Sin gesto alguno, terminó de leer la primera parte de la carta. Dio un sorbo a la taza de café que le acompañaba y continuó con lo que Nadjube había escrito para él.
    
Sé que ya estás en tu casa. He hecho durante el día todo lo posible para distraerte de la idea de abrirla antes de que llegaras y te recostaras en tu cama, en la que en estos momentos estás. Fue mi obra el choque de los carros, la pelea en la fonda donde fuiste a cenar, el ardor en tus ojos por el polvo y la basura que te cayó en ellos por el fuerte viento, que, además, amenazaba con arrancar de tus manos el sobre con mis palabras, mi historia, que ahora sabes no es más que la tuya. Estabas ansioso por leer. Pero no te arriesgarías a perderla.

En fin, ya lo estás haciendo. Esta carta no sólo contiene mis palabras. No te has percatado, pero es tu vida, lo que incluye tu muerte. No he querido que mueras como fue descrito tu deceso líneas antes. No es que vaya a haber gente en tu funeral, o alguien que rece por ti. Eso no cambia. No tienes amigos. Quiero para ti la indiferencia, lo anónimo de una solitaria cama, no la tranquilidad. Eso que ahora poco a poco hueles, es mi perfume etéreo, suave y un poco espeso como la neblina. Está en la carta, en mis palabras. Nadie sabrá que fui yo, nadie más que tú podrá olerlo con el efecto que para ti guarda. Cuando te encuentren, dirán que fue  muerte natural. Tú y yo sabremos que no es cierto, fue la muerte-fracaso. No tendrás mi carta entre las manos, se convertirá poco a poco en un aroma.

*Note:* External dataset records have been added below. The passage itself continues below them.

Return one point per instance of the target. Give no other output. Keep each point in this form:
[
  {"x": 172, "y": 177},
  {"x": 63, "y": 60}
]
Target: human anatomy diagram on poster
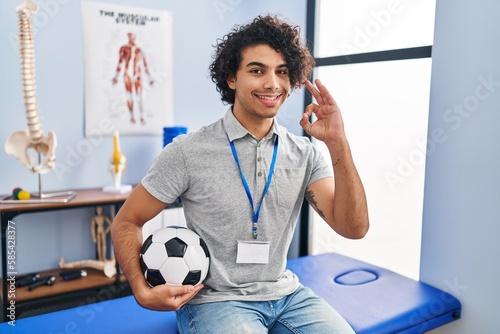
[{"x": 128, "y": 69}]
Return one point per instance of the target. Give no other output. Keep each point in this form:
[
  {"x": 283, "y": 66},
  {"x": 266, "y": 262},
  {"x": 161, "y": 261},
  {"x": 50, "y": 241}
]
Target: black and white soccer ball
[{"x": 174, "y": 255}]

Sé que ahora me sientes, tus músculos se aflojan como si fueras a dormir. Cierra los ojos. No estás feliz, nunca lo estuviste. No esperes más, no hay vida más allá de mí, este es tú último instante. Disfrútalo, pues es lo que siempre quisiste. Nadjube no es mi nombre, era la forma de acercarme a ti, y de que te acercaras a mí. Soñaste alguna vez con él. Sé que ahora lo recuerdas, suena a música, en ese sueño lo dijiste. Han cesado los acordes: el silencio es la verdadera melodía.

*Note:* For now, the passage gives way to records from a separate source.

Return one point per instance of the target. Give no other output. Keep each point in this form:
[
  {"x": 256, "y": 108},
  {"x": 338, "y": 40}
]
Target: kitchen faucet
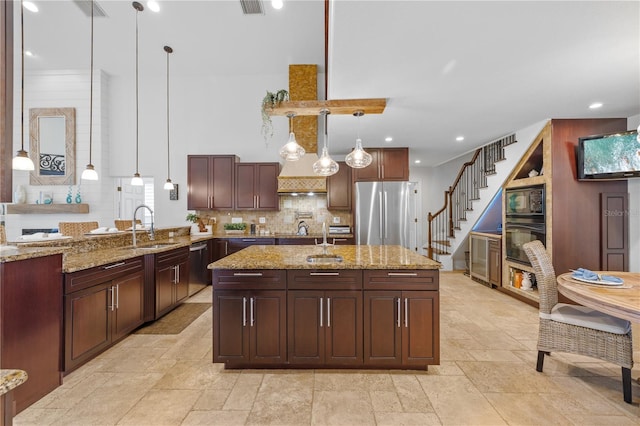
[{"x": 152, "y": 234}]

Tengo que dejarte. Hay otras cosas que escribir. Sé que no fallé, y no te ha decepcionado conocerme. Tengo aún mucho tiempo, pero no quiero desperdiciar más palabras.


16-XII 
Nadjube


XI
La carta se evaporó de entre sus manos sin dejar rastro. Cuando lo encontraron, después de días, aún permanecía en su habitación grisácea una sensación lejana a madera húmeda y al aroma de los campos de café en la madrugada.  



EL DATO.-

En el año 2007 Ediciones Guidxizá publicó su segundo libro, al que denominó Los humanos mueren sonriendo, derivado del Primer Concurso de Cuento del Comité Melendre. En él cuatro jóvenes escritores compartieron relatos en torno a dos temas: ‘Mentira’ y ‘Muerte’.

El texto que ahora compartimos quedó en primer lugar en ‘Muerte’. 

[Texto publicado en Guidxizá, una mirada a nuestros pueblos, suplemento cultural del Comité Melendre, Año I, N° 25, Dom 13/Ene/2013. Se autoriza su reproducción siempre que sea citada la fuente.]